Our guest speaker this week is Will Angel. Will Angel is a Data Scientist and Author, co-organizer for the Data Visualization DC meetup group, and helps lead communications and development for the Data Community DC non-profit. He has worked in consumer and healthcare startups and has a background in bioethics and physics. Learn more at www.williamangel.net or on Twitter at @DataDrivenAngel
Apache Airflow is an open-source task scheduling tool. It works based on DAG workflows, built-in python. We schedule the workflows with cron notation. Airflow is separated into three pieces. The Scheduler executes Workflows. The executors handle running tasks within the workflows. And lastly, the webserver has a UI that helps view and manage almost all aspects of managing airflow scheduling (except for the actual creation of workflows). Workflows are directed acyclic graphs that get processed by the scheduler and sent to executors. The program does a lot of generating and handling metadata and logs, which can potentially be stored in any database.
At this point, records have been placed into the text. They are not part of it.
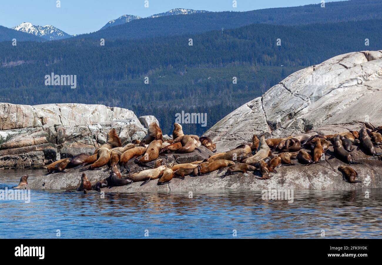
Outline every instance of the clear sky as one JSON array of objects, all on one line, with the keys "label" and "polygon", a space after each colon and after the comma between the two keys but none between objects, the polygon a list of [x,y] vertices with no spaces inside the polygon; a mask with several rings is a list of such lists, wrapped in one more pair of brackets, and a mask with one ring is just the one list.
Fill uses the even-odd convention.
[{"label": "clear sky", "polygon": [[[23,22],[54,26],[70,34],[96,31],[124,15],[146,17],[180,8],[209,11],[247,11],[272,7],[319,4],[320,0],[1,0],[0,25],[13,27]],[[332,1],[326,1],[332,2]]]}]

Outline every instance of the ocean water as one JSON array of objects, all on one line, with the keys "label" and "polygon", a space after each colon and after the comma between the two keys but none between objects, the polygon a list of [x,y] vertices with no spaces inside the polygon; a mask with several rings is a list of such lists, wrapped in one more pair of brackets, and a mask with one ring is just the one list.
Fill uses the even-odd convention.
[{"label": "ocean water", "polygon": [[[0,190],[45,173],[0,170]],[[240,190],[104,198],[64,191],[31,191],[29,203],[0,200],[0,238],[382,238],[382,189],[294,190],[290,203]]]}]

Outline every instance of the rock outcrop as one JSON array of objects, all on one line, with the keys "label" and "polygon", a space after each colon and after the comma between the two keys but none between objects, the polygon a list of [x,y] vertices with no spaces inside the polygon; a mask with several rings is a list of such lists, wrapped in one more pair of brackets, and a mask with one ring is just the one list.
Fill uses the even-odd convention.
[{"label": "rock outcrop", "polygon": [[204,135],[225,151],[254,134],[331,134],[382,125],[382,50],[351,52],[298,71],[223,118]]},{"label": "rock outcrop", "polygon": [[125,108],[0,103],[0,168],[39,168],[81,153],[92,154],[106,142],[112,128],[125,144],[142,139],[147,132],[134,112]]}]

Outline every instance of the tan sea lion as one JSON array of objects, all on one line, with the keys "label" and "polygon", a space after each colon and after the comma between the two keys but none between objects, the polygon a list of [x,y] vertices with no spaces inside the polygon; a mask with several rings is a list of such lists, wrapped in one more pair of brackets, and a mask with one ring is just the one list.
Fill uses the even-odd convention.
[{"label": "tan sea lion", "polygon": [[185,135],[182,129],[182,126],[179,123],[174,123],[174,129],[172,131],[172,138],[175,140],[178,137],[183,136]]},{"label": "tan sea lion", "polygon": [[156,140],[162,140],[162,130],[155,123],[151,123],[149,125],[147,129],[147,134],[143,138],[146,144],[150,144],[150,143]]},{"label": "tan sea lion", "polygon": [[100,170],[101,167],[107,164],[110,160],[111,155],[110,151],[107,148],[100,148],[97,153],[97,161],[90,165],[88,168],[80,170],[79,171],[81,172],[86,170]]},{"label": "tan sea lion", "polygon": [[149,183],[151,179],[156,179],[162,175],[162,173],[166,169],[167,166],[160,166],[156,168],[147,169],[137,173],[134,173],[128,176],[127,178],[134,182],[144,181],[141,184],[143,186]]},{"label": "tan sea lion", "polygon": [[170,183],[174,176],[174,172],[172,170],[172,167],[174,164],[175,162],[173,162],[167,165],[166,168],[163,171],[160,178],[158,180],[157,185],[163,185]]},{"label": "tan sea lion", "polygon": [[242,162],[246,164],[253,165],[253,164],[264,159],[265,157],[272,155],[270,148],[265,141],[265,136],[263,134],[261,137],[259,144],[259,147],[256,154],[250,157],[246,158]]},{"label": "tan sea lion", "polygon": [[77,189],[77,191],[84,191],[92,190],[92,184],[90,183],[86,174],[83,173],[81,176],[81,184]]},{"label": "tan sea lion", "polygon": [[19,184],[15,187],[14,187],[13,189],[24,189],[27,184],[28,184],[28,181],[27,180],[28,179],[28,175],[26,175],[21,177],[20,178],[20,182],[19,183]]},{"label": "tan sea lion", "polygon": [[[223,159],[217,160],[211,162],[207,166],[203,168],[201,168],[199,174],[199,175],[207,174],[227,166],[233,166],[235,164],[235,162],[231,160]],[[199,167],[200,168],[200,166],[199,166]]]},{"label": "tan sea lion", "polygon": [[361,142],[361,147],[364,150],[366,151],[367,154],[373,156],[382,155],[382,152],[376,152],[374,145],[373,144],[370,137],[369,136],[369,134],[367,133],[367,130],[364,125],[362,126],[359,132],[359,141]]},{"label": "tan sea lion", "polygon": [[351,183],[361,183],[362,181],[356,180],[356,178],[358,173],[350,166],[341,166],[338,167],[338,170],[342,171],[343,174],[343,178]]}]

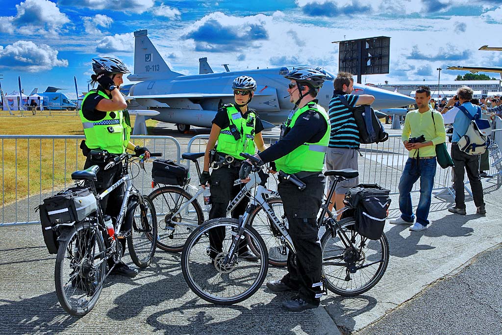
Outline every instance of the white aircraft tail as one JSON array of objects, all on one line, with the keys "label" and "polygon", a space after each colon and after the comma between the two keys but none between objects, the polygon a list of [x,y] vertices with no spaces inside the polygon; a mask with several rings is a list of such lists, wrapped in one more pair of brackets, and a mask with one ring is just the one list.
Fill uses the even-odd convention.
[{"label": "white aircraft tail", "polygon": [[134,74],[128,76],[131,81],[170,79],[183,75],[171,71],[159,53],[150,39],[148,31],[134,32]]}]

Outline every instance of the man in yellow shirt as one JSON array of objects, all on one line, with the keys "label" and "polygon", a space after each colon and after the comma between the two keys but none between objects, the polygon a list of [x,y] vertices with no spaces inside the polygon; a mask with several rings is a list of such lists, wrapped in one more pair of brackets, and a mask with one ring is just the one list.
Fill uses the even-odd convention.
[{"label": "man in yellow shirt", "polygon": [[415,96],[418,109],[406,115],[401,140],[409,153],[399,181],[401,215],[390,221],[394,225],[413,224],[415,215],[410,192],[420,178],[420,199],[417,208],[417,221],[410,228],[410,230],[414,231],[427,229],[429,224],[427,217],[436,175],[436,146],[444,143],[446,137],[443,117],[430,107],[430,88],[426,86],[419,87]]}]

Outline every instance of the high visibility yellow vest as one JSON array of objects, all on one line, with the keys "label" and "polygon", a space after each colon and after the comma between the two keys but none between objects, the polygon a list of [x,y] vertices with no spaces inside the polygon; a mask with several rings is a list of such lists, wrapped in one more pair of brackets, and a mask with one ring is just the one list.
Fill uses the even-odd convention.
[{"label": "high visibility yellow vest", "polygon": [[[242,118],[240,111],[230,103],[226,104],[227,114],[230,125],[220,131],[218,136],[217,150],[233,156],[237,159],[244,159],[240,153],[245,152],[254,155],[256,150],[255,145],[255,126],[256,124],[256,114],[253,111],[247,113],[247,117]],[[240,134],[240,139],[235,140],[230,131],[230,126],[233,125]]]},{"label": "high visibility yellow vest", "polygon": [[315,102],[309,102],[288,118],[285,126],[289,129],[293,128],[298,117],[309,109],[319,112],[326,121],[327,129],[324,136],[319,142],[304,143],[286,156],[276,160],[276,166],[278,170],[289,174],[301,171],[313,172],[322,171],[329,144],[331,129],[329,118],[324,108]]},{"label": "high visibility yellow vest", "polygon": [[[91,90],[82,101],[84,105],[87,97],[98,94],[106,99],[108,96],[101,91]],[[89,149],[101,149],[112,154],[122,154],[131,138],[131,121],[127,110],[107,111],[103,119],[91,121],[84,117],[80,107],[80,120],[85,135],[85,144]]]}]

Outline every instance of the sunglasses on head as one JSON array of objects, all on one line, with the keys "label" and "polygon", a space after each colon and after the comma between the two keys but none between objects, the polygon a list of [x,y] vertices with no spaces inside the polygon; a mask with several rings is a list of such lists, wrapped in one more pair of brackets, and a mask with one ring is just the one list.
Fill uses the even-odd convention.
[{"label": "sunglasses on head", "polygon": [[233,90],[233,94],[235,95],[247,95],[249,93],[249,91],[239,90],[238,89]]}]

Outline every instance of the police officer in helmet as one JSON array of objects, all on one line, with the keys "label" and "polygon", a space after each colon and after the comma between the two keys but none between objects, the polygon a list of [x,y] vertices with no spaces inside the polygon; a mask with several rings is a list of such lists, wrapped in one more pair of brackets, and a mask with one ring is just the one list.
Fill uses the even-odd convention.
[{"label": "police officer in helmet", "polygon": [[[91,75],[91,83],[93,87],[96,83],[98,85],[97,88],[91,90],[82,101],[80,115],[85,141],[83,141],[80,148],[87,157],[84,169],[92,165],[99,166],[96,188],[98,192],[102,192],[122,176],[121,163],[104,169],[110,158],[126,152],[127,149],[137,154],[144,154],[147,158],[150,157],[150,152],[146,148],[135,146],[130,141],[131,127],[129,115],[125,110],[127,104],[119,90],[123,82],[122,76],[124,73],[131,73],[129,70],[118,59],[97,57],[92,59],[92,70],[94,74]],[[106,160],[96,155],[105,152],[108,153]],[[122,205],[123,192],[122,186],[104,198],[101,201],[103,212],[116,217]],[[122,225],[124,231],[131,228],[127,227],[127,223]],[[119,241],[122,244],[122,250],[125,250],[125,238],[119,237]],[[112,260],[109,260],[109,266],[113,264]],[[129,268],[121,261],[115,265],[111,274],[135,277],[138,270]]]},{"label": "police officer in helmet", "polygon": [[299,67],[284,76],[290,79],[288,92],[295,108],[283,125],[279,142],[256,157],[265,163],[275,161],[278,171],[294,175],[306,185],[300,190],[280,178],[278,190],[296,254],[289,253],[288,272],[282,279],[267,283],[274,292],[298,292],[283,306],[300,311],[318,306],[322,295],[322,259],[316,217],[324,190],[322,169],[330,127],[327,113],[315,97],[327,76],[321,68]]},{"label": "police officer in helmet", "polygon": [[[265,150],[262,137],[263,125],[256,112],[248,106],[256,88],[256,81],[251,77],[236,78],[232,83],[235,103],[225,104],[212,121],[200,177],[203,187],[210,185],[210,219],[226,216],[228,204],[242,187],[233,185],[234,181],[239,179],[239,170],[243,161],[240,153],[254,155],[257,148],[261,151]],[[217,142],[215,153],[213,150]],[[210,156],[213,161],[210,162]],[[210,175],[210,163],[213,167]],[[247,198],[241,201],[232,212],[232,217],[238,218],[239,215],[244,213],[248,201]],[[212,259],[221,252],[224,234],[224,228],[210,232],[209,256]],[[239,245],[237,255],[247,261],[256,262],[258,259],[249,251],[245,243]]]}]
As a scheduling tool, Airflow is comparable to cron, the basic Linux command-line utility for scheduling things. When cron jobs fail entirely or partially they cause a lot of problems that have no standard tools to resolve them. Even the debugging to figure out what caused the failure and why can take a whole lot of time. Airflow’s metadata storage and logging capabilities make figuring out that sort of thing much easier. Airflow can also plan for retries when tasks fail. Airflow is scalable with Kubernetes whereas scheduling across several machines using just cron is all but impossible to manage. Workflows exist as files stored in a common directory and so we can manage them with version control. It also has a large number of extensions and add-ons to extend its functionality.
Airflow has a higher overhead than cron jobs. An instance of Airflow needs to be running, and the central processing means that more resources are dedicated to it than simple cron jobs. Base airflow is pretty low maintenance but with many additional features installed via add-ons, that maintenance cost increases. The same goes for the complexity of managing the airflow instance or even individual workflows engaging lots of different features.